Egg tagliatelle N°132 by Pastificio Rummo are dried egg pasta made with durum wheat semolina and at least 4 fresh eggs per kilo of semolina, in the iconic Rummo blue 250 g pack. Crafted with the patented Lenta Lavorazione® method, they offer exceptional cooking integrity and a porous surface that captures sauce, cooking in 3-4 minutes. They are the classic nest format of Emilian cuisine for professional kitchens.
What egg tagliatelle are
Tagliatelle are long ribbon pasta, the symbol of Emilian and Bolognese cooking. In Italian law, egg pasta must contain at least 4 whole hen eggs (or 200 g of liquid egg product) per kilo of durum wheat semolina, with maximum moisture of 12.5%. The egg dough gives a golden colour, a rich aroma and the rough, porous texture that makes the sauce cling. The format dates back to Renaissance cookbooks: Maestro Martino described "maccaroni romaneschi" of the tagliatelle type in the 15th century.

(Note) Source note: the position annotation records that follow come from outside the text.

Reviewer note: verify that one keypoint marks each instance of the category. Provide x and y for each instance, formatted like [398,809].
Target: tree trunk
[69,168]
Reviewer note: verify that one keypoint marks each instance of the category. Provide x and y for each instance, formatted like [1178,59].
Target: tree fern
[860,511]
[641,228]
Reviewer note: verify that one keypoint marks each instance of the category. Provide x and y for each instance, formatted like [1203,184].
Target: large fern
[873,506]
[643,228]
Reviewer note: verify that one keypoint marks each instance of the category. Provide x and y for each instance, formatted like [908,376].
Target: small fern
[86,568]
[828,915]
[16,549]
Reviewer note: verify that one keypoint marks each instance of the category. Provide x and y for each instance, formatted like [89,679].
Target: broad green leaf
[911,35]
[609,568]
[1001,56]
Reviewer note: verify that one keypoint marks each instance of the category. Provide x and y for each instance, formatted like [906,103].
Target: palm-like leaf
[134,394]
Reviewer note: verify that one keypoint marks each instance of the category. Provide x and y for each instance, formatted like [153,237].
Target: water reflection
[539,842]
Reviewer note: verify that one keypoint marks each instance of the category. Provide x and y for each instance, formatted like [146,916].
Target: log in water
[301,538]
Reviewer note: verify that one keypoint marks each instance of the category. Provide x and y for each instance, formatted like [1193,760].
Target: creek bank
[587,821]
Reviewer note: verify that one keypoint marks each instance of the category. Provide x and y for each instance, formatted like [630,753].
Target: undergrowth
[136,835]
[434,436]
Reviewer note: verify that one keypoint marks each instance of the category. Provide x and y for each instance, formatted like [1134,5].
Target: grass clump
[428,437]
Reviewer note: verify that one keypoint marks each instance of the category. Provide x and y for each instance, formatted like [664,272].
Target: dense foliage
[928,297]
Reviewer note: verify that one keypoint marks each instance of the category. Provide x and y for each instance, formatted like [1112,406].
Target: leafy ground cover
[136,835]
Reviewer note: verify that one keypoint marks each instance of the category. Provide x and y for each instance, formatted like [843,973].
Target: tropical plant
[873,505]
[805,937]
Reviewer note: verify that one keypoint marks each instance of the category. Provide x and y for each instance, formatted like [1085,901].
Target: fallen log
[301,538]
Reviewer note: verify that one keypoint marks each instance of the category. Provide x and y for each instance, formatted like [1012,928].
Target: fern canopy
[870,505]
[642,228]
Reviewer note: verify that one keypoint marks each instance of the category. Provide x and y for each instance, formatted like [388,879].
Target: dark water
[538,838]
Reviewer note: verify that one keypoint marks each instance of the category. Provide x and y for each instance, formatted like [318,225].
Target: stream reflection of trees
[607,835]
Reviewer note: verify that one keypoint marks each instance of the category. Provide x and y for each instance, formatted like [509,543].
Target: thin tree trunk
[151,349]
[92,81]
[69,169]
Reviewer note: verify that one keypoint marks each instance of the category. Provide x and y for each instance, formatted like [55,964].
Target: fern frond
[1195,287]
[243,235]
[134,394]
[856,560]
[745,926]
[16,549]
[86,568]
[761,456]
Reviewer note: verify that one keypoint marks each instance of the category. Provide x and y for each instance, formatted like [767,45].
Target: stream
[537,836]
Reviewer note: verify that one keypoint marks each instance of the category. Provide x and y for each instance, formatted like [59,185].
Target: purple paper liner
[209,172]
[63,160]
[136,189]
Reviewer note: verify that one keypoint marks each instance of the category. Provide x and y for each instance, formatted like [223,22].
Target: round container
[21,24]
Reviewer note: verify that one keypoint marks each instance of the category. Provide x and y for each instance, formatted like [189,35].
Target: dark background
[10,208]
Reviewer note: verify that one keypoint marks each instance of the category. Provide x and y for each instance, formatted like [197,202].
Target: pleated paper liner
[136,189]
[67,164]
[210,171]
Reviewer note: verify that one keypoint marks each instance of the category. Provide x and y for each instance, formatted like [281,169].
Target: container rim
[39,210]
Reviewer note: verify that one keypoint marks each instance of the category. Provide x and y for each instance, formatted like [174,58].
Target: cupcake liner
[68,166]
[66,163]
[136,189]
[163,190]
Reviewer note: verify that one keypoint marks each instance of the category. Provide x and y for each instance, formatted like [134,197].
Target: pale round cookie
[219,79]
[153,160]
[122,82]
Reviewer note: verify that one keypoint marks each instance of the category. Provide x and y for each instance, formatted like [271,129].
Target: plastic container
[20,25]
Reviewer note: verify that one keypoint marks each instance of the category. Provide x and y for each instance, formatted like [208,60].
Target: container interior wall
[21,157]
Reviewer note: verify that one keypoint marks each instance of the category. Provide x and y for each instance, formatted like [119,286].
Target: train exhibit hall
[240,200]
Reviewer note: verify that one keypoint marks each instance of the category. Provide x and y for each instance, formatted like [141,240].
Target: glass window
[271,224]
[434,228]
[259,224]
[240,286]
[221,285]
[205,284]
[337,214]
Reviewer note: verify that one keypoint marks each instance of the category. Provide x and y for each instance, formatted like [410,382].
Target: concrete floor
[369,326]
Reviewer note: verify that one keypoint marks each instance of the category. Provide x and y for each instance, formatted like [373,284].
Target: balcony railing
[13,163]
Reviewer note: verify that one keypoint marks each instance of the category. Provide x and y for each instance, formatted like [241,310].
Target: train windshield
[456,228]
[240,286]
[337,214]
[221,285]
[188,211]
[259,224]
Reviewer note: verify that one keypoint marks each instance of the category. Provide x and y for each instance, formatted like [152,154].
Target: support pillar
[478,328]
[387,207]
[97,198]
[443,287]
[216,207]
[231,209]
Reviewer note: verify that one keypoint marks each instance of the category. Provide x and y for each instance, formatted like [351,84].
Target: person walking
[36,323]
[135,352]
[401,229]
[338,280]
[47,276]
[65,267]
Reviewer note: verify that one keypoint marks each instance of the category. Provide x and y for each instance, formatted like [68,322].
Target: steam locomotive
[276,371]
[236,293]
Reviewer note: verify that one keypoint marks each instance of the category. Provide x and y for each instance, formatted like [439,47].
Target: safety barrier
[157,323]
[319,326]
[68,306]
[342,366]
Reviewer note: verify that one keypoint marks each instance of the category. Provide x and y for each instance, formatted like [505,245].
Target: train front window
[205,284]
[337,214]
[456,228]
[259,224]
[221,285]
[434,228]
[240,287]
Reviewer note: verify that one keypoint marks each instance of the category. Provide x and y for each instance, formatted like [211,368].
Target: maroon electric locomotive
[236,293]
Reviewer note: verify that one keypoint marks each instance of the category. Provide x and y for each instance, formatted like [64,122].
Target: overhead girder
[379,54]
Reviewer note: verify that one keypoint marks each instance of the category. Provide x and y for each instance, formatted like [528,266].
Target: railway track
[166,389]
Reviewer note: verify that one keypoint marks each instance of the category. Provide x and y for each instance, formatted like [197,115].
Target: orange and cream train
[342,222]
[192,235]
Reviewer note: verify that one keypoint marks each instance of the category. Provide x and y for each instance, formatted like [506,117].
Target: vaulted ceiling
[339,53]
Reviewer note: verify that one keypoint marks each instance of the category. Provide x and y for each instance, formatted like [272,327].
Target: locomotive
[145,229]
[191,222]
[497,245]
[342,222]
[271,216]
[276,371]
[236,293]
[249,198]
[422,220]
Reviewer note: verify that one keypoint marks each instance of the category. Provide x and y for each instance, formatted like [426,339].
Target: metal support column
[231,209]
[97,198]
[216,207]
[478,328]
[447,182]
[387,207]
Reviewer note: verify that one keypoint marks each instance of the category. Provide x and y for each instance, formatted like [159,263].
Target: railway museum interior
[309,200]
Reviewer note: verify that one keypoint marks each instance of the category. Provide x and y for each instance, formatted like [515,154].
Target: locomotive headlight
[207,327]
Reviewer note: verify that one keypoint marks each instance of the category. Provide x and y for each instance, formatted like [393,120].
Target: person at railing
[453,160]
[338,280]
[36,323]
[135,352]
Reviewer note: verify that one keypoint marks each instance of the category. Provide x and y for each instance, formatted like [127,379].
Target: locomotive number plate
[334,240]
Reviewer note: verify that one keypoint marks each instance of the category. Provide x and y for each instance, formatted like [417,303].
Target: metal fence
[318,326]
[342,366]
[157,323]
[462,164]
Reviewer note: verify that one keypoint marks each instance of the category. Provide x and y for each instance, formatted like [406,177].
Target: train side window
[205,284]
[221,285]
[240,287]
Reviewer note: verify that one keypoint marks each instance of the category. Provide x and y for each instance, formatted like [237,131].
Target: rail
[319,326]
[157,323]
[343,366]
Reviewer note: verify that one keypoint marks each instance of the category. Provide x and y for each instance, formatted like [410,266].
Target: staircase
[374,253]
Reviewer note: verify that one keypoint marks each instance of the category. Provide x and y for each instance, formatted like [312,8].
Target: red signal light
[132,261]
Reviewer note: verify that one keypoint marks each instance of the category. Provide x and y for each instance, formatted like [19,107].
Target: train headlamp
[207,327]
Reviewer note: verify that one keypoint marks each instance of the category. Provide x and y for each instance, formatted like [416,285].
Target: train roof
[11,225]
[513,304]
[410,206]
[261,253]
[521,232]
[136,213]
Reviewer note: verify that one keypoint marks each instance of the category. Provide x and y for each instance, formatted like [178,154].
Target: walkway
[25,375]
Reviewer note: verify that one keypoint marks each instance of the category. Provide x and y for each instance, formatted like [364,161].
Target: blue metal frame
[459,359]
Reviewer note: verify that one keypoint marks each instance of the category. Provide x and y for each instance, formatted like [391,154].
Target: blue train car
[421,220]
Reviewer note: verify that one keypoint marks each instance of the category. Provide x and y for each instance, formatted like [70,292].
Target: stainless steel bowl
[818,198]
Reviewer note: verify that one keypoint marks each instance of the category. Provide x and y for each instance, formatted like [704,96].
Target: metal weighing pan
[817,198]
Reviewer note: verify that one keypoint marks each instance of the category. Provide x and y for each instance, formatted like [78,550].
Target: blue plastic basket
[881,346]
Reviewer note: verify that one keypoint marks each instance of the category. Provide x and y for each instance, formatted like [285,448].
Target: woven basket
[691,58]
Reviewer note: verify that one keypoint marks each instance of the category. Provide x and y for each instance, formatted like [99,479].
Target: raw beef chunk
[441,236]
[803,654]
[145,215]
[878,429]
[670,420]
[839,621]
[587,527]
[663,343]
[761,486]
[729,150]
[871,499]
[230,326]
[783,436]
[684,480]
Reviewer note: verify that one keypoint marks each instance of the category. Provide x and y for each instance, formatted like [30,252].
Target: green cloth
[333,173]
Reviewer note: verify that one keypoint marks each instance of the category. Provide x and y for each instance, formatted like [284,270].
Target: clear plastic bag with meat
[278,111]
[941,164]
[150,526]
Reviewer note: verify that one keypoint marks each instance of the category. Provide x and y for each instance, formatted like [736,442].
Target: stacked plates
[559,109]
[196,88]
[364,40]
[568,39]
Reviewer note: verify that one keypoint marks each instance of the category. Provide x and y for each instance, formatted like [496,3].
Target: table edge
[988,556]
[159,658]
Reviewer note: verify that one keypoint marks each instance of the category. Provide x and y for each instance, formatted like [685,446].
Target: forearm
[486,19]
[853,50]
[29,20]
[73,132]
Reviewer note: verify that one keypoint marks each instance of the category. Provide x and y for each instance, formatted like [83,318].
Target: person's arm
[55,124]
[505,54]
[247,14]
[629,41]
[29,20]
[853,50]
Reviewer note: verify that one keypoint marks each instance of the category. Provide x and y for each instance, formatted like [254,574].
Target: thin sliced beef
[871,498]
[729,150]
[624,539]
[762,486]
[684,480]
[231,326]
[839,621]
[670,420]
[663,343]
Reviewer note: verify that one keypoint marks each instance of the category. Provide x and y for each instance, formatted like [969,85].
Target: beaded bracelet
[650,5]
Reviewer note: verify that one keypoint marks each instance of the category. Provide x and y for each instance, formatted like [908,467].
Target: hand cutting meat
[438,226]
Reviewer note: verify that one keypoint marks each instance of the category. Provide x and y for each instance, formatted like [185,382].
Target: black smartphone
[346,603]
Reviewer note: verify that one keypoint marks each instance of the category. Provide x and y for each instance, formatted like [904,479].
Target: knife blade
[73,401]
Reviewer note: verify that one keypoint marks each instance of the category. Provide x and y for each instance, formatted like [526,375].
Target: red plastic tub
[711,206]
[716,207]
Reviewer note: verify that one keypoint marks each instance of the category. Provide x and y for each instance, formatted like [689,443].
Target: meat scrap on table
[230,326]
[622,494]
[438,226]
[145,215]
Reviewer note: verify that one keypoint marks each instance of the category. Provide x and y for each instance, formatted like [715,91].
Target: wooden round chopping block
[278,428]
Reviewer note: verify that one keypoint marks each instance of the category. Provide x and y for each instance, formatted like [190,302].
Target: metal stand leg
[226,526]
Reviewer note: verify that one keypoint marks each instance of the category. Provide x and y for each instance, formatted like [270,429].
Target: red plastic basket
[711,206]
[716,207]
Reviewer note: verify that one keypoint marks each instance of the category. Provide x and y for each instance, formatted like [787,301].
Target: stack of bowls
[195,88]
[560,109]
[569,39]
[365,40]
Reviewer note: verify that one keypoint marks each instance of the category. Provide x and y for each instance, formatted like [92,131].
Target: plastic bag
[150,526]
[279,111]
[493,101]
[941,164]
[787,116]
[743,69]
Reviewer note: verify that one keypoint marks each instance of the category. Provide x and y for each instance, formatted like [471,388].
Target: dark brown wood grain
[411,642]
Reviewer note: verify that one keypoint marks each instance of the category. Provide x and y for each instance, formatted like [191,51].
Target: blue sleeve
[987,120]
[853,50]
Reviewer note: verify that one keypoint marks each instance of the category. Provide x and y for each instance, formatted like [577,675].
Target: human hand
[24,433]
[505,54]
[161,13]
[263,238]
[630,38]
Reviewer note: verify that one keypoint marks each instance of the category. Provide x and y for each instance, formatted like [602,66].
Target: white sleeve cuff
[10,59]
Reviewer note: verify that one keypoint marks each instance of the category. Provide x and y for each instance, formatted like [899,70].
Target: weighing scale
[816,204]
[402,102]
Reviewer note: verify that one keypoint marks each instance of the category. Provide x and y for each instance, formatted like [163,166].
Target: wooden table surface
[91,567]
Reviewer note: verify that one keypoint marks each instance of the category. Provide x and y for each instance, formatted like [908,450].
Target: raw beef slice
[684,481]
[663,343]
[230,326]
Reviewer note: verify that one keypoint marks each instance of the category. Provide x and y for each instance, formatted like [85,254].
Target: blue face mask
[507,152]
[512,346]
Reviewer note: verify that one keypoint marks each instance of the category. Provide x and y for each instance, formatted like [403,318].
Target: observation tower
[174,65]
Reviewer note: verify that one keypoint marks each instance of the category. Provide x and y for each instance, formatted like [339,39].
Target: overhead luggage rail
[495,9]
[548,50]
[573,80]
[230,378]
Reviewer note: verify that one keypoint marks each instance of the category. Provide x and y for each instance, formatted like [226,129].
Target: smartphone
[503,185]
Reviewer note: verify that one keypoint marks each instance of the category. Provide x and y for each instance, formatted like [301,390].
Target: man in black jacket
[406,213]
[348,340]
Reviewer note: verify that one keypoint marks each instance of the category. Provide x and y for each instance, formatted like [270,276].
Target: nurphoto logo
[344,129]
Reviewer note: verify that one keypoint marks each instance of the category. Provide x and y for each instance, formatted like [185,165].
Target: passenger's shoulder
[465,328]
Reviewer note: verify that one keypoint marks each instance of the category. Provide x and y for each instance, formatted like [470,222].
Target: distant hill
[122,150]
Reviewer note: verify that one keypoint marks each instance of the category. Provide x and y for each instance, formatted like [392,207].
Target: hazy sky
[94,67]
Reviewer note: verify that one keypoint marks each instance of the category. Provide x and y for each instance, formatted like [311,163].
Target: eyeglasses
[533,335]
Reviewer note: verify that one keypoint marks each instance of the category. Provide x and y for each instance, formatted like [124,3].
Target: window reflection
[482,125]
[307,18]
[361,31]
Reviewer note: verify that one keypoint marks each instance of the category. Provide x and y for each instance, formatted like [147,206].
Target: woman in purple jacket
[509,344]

The producer: Pastificio Rummo
Pastificio Rummo was founded in Benevento, Campania, in 1846, when Antonio Rummo built his first mill to grind grain and produce pasta from durum wheat semolina. Today, in its sixth generation, Rummo is one of the most respected Italian pasta makers, exporting worldwide while keeping its artisanal roots.
The Lenta Lavorazione method
Lenta Lavorazione® is Rummo's exclusive process, registered in 2002 after five years of research and certified by Bureau Veritas since 2013. It doubles kneading and drying times at controlled low temperatures, preserving the organoleptic qualities of the semolina. The result is pasta with exceptional al dente hold that does not overcook or turn sticky, even during long service.
Sensory profile
Golden colour, intense wheat-and-egg aroma, rough and porous surface. On the palate the tagliatelle stay firm and elastic, with the rich flavour of egg pasta. The textured surface is engineered to hold both light butter dressings and structured meat sauces.
Professional uses
- Tagliatelle al ragù alla bolognese: the canonical pairing of Emilian cuisine, with slow-cooked meat sauce.
- Butter and porcini mushrooms: a refined autumn classic with a touch of grated Parmigiano.
- Creamy truffle sauce: butter, cream and shaved truffle for a premium primo.
- Tagliatelle with prosciutto and peas: diced prosciutto sauteed in butter, a traditional first course.
- Green tagliatelle style baked dishes: ideal base for rich layered preparations with bechamel and Parmigiano.
Pairings
Pair with Parmigiano Reggiano DOP, butter, porcini mushrooms, fresh black truffle and extra virgin olive oil for the dressing. For a complete Italian pantry combine with our durum wheat flours, peeled tomatoes and Italian cured meats.
Logistics and delivery
B2B and B2C delivery in Switzerland from the LAPA warehouse in Embrach (Zurich, 8424). Direct distribution to Zurich, Winterthur, Schaffhausen, St. Gallen, Frauenfeld, Aargau, Bern and Basel. For Ticino (Lugano, Mendrisio, Chiasso), Romandie (Geneva, Lausanne, Fribourg), Valais (Sion, Martigny) and Graubünden (Chur, Davos), shipping in 24-48 hours with partner couriers (Swiss Post, Planzer, Galliker). Dry goods stored at controlled temperature.
Who it is for
Designed for restaurants, pizzerias, hotels, gastronomies, trattorias, Italian delis and private customers who want a premium, dependable dried egg pasta for traditional first courses.